Patent filing in India rises 30% in FY26: Nasscom report
The number of patent filings crossed 140,000 in FY26 but there has been a sharp drop in grants.
The patent ecosystem of India is on a strong upward trajectory, with filings surpassing 1,40,000 in FY26 marking the ninth consecutive year of growth, according to Nasscom's Patent Pulse 2026 report.
Filing activity surged 30.2% in FY26, following a 19.8% rise in FY25, driven largely by domestic applicants whose filings grew 46.2% year-on-year.
Resident filings now account for nearly 70% of total applications, reflecting growing participation from startups, MSMEs, educational institutions, and individual innovators. Computer technology has emerged as a dominant category, with its share in total filings rising to 19.1% in FY26 from 16.3% the previous year.

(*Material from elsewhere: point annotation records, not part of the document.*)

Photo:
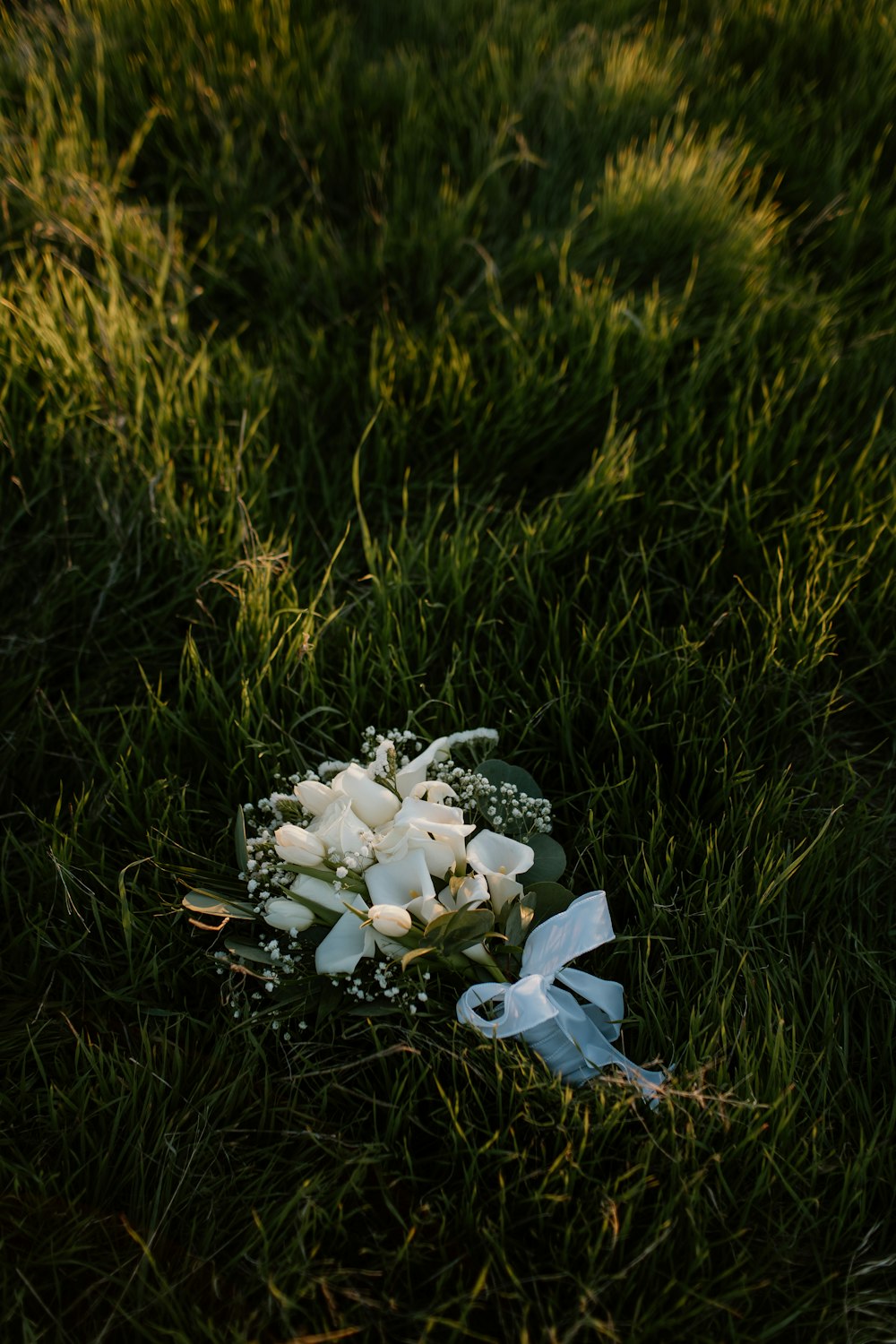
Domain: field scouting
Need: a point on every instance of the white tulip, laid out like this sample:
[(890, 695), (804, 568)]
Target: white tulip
[(297, 844), (392, 921), (470, 890)]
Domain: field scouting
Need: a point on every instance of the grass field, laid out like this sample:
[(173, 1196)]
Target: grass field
[(600, 303)]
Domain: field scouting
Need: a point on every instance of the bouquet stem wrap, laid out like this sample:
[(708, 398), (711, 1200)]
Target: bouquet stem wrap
[(573, 1039)]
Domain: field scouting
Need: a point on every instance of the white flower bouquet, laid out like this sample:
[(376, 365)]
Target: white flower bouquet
[(376, 881)]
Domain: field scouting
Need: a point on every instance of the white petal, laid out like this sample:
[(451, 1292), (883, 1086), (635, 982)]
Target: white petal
[(371, 801), (416, 771), (344, 945), (314, 796), (314, 892), (426, 909), (400, 882), (490, 852), (433, 790), (392, 921)]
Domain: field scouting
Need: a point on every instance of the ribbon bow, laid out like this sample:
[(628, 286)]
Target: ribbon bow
[(573, 1039)]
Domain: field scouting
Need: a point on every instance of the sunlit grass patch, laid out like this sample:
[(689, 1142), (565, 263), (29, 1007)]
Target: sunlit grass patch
[(607, 301)]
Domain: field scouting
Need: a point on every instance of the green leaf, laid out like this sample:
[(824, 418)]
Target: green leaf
[(517, 924), (211, 903), (249, 952), (498, 771), (547, 900), (239, 840), (549, 859), (457, 929)]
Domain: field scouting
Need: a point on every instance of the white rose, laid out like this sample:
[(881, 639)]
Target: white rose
[(392, 843), (340, 828), (314, 796), (438, 830)]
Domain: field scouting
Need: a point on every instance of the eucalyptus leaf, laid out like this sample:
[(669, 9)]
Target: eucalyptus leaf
[(498, 771), (547, 900), (239, 840), (549, 859), (457, 929), (517, 924)]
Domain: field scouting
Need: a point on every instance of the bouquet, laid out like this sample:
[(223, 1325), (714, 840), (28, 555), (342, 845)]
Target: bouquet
[(376, 883)]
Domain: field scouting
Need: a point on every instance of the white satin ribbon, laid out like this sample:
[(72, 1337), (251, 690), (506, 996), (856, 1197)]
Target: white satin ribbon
[(573, 1039)]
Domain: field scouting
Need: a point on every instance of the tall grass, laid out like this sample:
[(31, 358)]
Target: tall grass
[(600, 304)]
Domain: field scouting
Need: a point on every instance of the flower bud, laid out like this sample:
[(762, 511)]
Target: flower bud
[(392, 921), (288, 916)]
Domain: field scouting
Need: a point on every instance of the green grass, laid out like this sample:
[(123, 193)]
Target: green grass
[(607, 296)]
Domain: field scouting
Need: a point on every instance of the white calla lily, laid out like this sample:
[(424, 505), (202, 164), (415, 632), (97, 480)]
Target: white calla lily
[(371, 801), (438, 830), (416, 771), (401, 882), (470, 890), (344, 945), (500, 860)]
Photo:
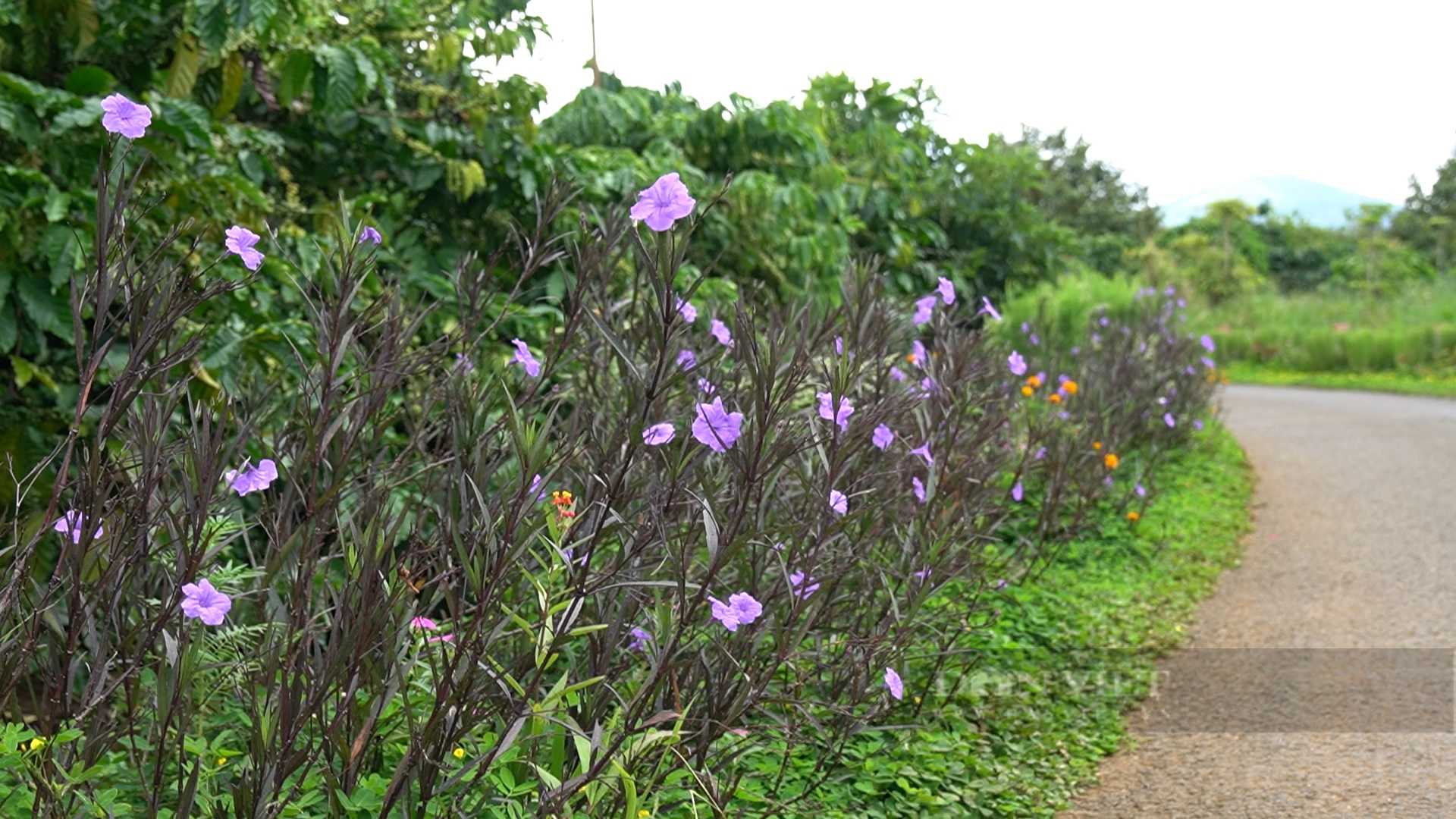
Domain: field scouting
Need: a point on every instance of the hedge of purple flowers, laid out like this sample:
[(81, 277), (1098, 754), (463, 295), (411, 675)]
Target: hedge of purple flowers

However, a sharp divergence between filing volumes and grant outcomes has emerged as a key concern.
Patent grants fell significantly to 21,400 in FY26, down from 33,500 in FY25, a steep decline from the peak levels of FY24. Educational institutions, which contribute nearly 40% of all filings, receive only around 10% of grants. Multinational corporations, by contrast, dominate grants, securing more than half despite filing less than a third of applications. This exposes a critical gap in converting academic research into commercially viable patents.
A shortage of examiners at the Indian Patent Office remains a systemic bottleneck, constraining grant timelines and overall processing efficiency.
Nasscom's Senior Vice President and Chief Strategy Officer, Sangeeta Gupta, stressed the need to move beyond volume metrics: "The next phase of India's innovation journey must be defined not just by the volume of filings, but by the quality, commercialisation, and global relevance of our intellectual property."
The report calls for a strategic pivot from a filing-led approach to a value-driven patent ecosystem with greater emphasis on improving filing-to-grant conversion, strengthening examination capacity, and building commercialisation pipelines through licensing and technology transfer.
Sectors including artificial intelligence, deeptech, biotechnology, semiconductors, and clean energy are identified as priorities for India to cement its position as a global innovation leader.